Here, then, in a cursory way is the gist of the teaching on the limitations of thought and its debit side. Thinking and thought as understood here are more or less the same, but in a finer distinction thinking is taken to mean as the active process while thought denotes the end product. Broadly, however, both may refer to the process of mental activity or even to the faculty of mentation itself.

Thought is the response of memory. It works very much like a PC disk which stores data that is given a filename for later retrieval.

For example, when asked a question, the brain searches the files in its memory for the pertinent data recorded on it. If the information was registered there, it is automatically drawn as the answer. The brain is the storehouse of the individual’s memory—his experiences, knowledge, remembrances, images, feelings, conditionings, his entire background. Evidently, no thinking operation is possible at all without memory.

Now, understanding the distorting factor of memory-based thought in our perception is of supreme importance. We never really doubt that we see the tree out there. But in all likelihood we don’t. Why? Because something stands between us and the tree, which we do not notice, and that is our prior knowledge, our impression of the tree. When we look at the tree it is our image of the tree that screens us from it, that is, from its stark reality. To think of the tree, which entails having a name or image of it, already puts us in the stream of time, in the grip of the past. To suppose that we are seeing the tree just as it is is therefore an illusion.

This is so because there is a time lag between the moment of vision, of actually seeing the tree as it is, and the arising of the thought that we have seen the tree. Thinking or thought is always of the past. Pure seeing, clear perception that is, is timeless, beyond thought, beyond time. The minute we think of the tree as magnificent and name it, we have already lost contact with it. The whole operation is extremely subtle in the same way that we do not notice the opening of a rosebud until a time-lapse photography reveals the whole movement to us. What we must do is learn how to see without the interference of thought, or to look with absolute clarity.
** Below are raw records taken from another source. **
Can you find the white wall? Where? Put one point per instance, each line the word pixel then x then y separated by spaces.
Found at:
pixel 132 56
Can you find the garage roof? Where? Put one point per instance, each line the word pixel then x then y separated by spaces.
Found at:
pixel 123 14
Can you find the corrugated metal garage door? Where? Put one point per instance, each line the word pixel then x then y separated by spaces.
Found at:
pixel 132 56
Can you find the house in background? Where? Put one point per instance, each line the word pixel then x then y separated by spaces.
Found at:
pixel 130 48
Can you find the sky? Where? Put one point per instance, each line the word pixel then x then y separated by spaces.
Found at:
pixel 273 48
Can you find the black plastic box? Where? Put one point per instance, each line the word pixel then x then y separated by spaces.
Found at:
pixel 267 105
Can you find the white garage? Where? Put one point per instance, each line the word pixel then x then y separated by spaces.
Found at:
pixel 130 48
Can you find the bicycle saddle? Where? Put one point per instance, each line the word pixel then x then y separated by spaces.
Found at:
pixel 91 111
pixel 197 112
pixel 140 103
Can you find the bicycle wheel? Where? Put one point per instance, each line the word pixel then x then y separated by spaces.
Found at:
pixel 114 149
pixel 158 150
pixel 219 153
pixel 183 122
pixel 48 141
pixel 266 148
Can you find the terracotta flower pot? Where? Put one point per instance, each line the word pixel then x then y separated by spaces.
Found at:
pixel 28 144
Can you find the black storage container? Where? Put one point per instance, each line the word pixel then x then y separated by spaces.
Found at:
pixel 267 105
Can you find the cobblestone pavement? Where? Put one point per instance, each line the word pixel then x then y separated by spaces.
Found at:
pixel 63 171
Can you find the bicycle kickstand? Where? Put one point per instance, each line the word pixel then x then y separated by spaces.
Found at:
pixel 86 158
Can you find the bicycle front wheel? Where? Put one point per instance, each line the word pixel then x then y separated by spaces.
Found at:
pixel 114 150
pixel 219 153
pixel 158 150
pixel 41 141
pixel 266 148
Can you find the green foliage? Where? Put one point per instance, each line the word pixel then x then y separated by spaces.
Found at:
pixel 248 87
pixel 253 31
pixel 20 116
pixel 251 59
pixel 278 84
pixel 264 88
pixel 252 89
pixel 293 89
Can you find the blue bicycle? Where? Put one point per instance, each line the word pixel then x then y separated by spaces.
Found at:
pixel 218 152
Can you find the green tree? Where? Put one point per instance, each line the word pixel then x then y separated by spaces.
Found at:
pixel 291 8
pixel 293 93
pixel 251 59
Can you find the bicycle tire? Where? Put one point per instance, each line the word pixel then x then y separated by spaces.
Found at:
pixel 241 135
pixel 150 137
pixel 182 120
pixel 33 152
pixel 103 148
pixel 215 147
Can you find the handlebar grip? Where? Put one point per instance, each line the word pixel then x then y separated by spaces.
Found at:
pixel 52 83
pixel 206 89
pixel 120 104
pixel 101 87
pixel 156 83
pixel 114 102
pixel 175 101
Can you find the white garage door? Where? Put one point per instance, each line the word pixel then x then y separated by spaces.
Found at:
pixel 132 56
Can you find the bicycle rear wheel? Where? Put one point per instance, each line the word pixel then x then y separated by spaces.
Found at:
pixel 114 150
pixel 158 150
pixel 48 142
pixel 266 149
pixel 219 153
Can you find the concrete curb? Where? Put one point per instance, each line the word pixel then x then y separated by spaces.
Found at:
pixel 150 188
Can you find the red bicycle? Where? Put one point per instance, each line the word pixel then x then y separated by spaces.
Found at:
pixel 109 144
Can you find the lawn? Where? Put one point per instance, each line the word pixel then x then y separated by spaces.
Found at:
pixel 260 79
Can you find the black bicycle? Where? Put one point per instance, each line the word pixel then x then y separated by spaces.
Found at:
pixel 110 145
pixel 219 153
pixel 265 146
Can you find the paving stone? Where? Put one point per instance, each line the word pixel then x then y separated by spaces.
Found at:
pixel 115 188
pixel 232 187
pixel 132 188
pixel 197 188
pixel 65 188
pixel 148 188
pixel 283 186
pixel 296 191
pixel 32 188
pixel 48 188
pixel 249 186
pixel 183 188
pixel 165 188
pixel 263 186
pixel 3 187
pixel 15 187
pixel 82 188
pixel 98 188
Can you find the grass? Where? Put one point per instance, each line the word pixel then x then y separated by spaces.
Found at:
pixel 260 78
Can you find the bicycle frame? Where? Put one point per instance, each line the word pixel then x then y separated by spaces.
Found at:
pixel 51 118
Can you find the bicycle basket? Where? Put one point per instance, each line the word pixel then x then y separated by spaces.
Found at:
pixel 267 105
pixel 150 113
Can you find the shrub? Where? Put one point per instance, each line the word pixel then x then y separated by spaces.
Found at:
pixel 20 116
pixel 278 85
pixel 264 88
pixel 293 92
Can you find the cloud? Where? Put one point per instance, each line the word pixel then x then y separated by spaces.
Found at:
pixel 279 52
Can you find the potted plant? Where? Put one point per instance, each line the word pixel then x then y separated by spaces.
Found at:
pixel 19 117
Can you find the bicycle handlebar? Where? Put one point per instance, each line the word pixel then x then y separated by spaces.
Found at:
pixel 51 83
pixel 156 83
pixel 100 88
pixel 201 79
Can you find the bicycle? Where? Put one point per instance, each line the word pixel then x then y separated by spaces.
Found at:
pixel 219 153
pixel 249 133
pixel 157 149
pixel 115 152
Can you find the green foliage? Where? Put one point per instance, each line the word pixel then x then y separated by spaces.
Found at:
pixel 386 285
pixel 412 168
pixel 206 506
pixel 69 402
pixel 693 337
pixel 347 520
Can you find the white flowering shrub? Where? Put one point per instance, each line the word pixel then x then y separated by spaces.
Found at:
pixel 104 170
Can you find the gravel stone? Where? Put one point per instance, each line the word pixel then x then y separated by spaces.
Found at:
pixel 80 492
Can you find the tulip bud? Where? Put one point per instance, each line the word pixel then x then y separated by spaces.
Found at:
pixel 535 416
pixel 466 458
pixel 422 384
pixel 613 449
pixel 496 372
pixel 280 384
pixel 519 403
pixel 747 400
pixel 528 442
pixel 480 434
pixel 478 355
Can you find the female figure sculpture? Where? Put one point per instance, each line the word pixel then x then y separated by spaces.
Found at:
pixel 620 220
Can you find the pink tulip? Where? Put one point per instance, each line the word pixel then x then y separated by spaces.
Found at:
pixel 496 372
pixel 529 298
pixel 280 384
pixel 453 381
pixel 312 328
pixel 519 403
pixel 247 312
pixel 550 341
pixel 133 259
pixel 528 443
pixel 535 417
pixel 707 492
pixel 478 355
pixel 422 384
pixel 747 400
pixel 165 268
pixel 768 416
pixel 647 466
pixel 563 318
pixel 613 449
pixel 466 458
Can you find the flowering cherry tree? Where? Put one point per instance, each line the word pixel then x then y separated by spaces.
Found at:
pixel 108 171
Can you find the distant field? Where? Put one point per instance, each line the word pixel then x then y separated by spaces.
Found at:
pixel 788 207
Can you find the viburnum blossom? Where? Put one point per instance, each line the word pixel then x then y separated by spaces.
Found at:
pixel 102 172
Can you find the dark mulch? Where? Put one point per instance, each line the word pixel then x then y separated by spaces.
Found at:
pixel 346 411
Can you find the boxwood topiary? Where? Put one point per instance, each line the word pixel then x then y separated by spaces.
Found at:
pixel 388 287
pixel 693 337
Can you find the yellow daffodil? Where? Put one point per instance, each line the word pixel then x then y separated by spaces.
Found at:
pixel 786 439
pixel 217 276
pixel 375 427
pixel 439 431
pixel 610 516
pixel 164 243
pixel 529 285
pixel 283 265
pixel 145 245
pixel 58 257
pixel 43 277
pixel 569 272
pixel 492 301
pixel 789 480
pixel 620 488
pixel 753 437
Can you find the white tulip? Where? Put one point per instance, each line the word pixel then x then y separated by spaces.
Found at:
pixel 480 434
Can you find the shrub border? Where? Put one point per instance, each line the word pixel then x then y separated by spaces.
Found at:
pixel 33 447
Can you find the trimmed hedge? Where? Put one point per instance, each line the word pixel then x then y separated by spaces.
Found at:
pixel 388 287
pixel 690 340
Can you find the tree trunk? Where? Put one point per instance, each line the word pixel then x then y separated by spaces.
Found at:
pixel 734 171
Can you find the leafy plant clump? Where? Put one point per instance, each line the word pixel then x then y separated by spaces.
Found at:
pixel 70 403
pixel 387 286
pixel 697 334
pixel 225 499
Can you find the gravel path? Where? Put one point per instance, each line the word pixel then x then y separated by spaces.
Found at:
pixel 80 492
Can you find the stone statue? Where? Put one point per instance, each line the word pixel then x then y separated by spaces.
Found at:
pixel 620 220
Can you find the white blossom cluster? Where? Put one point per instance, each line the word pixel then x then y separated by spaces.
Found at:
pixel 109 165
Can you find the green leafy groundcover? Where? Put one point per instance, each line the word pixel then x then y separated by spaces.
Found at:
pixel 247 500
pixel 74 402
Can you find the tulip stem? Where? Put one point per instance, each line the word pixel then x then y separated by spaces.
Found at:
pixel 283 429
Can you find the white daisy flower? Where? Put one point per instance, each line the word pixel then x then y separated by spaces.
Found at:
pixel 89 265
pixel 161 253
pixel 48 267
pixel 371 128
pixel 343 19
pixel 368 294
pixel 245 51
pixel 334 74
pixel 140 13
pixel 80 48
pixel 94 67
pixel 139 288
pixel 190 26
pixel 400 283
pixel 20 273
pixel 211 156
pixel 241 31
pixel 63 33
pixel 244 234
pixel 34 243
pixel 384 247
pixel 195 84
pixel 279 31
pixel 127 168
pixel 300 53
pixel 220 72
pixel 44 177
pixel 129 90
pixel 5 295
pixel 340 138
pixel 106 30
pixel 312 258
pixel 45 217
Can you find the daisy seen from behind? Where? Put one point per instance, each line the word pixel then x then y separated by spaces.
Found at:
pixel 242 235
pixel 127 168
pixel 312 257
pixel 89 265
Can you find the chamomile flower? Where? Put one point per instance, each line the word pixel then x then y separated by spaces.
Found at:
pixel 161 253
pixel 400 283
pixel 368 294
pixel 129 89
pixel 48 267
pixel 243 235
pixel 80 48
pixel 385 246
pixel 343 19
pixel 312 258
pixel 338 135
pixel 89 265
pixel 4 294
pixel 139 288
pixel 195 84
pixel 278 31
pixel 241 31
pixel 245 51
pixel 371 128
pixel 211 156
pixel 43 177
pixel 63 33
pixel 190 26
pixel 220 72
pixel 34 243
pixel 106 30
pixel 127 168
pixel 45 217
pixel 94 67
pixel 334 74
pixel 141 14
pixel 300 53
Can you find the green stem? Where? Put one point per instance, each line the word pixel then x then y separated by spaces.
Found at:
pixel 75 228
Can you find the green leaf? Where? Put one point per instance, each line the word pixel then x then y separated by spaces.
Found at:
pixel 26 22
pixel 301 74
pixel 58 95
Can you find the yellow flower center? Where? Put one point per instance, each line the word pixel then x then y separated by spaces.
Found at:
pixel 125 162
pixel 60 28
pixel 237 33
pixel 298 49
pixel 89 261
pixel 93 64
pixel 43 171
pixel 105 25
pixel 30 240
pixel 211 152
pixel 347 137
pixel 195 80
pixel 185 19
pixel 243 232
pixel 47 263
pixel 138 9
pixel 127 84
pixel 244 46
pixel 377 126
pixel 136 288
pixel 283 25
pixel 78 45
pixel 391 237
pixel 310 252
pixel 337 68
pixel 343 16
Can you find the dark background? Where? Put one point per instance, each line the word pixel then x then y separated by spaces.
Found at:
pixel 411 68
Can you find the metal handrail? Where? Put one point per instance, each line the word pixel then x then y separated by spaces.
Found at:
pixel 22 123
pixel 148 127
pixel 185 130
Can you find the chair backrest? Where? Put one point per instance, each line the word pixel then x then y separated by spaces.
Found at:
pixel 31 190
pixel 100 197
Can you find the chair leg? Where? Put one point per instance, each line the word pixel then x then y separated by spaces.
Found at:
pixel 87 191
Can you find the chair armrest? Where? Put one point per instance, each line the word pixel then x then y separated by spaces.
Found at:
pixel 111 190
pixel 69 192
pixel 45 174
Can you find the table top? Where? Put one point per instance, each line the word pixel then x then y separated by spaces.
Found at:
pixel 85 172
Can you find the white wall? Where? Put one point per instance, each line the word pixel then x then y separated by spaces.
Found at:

Obviously, thinking in its ordinary functioning is necessary in the practical activities of daily life. Otherwise we cannot drive a car and find our way back home. Nor can we engage in creative pursuits nor conduct laboratory experiments. In this sphere of human endeavours, thought is imperative as we have charted earlier on.

Thought or the thought process, however, can prove to be fatal in the psychological realm.

Individuals, for instance, do not relate to another as a friend, a wife or a husband in a real way. There is self-deception involved albeit unnoticed. In fact it is the impression, whether positive or negative, that one has of the person which separates him or her from the other. So, no true contact or communion of the actual persons concerned exists as it becomes an affair of images or between images. When I keep on regarding you as a renegade because of a previous betrayal of trust, I do you wrong because deep within you have already undergone a sea change of character. So, I should not look at you with the eyes of the past, with the burden of the past. I should meet you now, in the present fact of your renewal.

Hence, to understand the origin and structure of thought being rooted in memory as time requires our utmost attention and observation. It is the awareness of the operation of the entire thought process that contains the seed of our liberation from its clutches. Thought is always old and never free, contrary to Voltaire’s pronouncement. The expression “liberty or freedom of thought” is thus a contradiction in terms.

The great modern sage Krishnamurti, who for more than sixty years expounded on this matter, put it pointedly: “To live with thought is like living in a room with a snake.” Thought is that dangerous snake. It is awareness or being totally watchful of its movement, of its whole activity that holds the key to the door to freedom.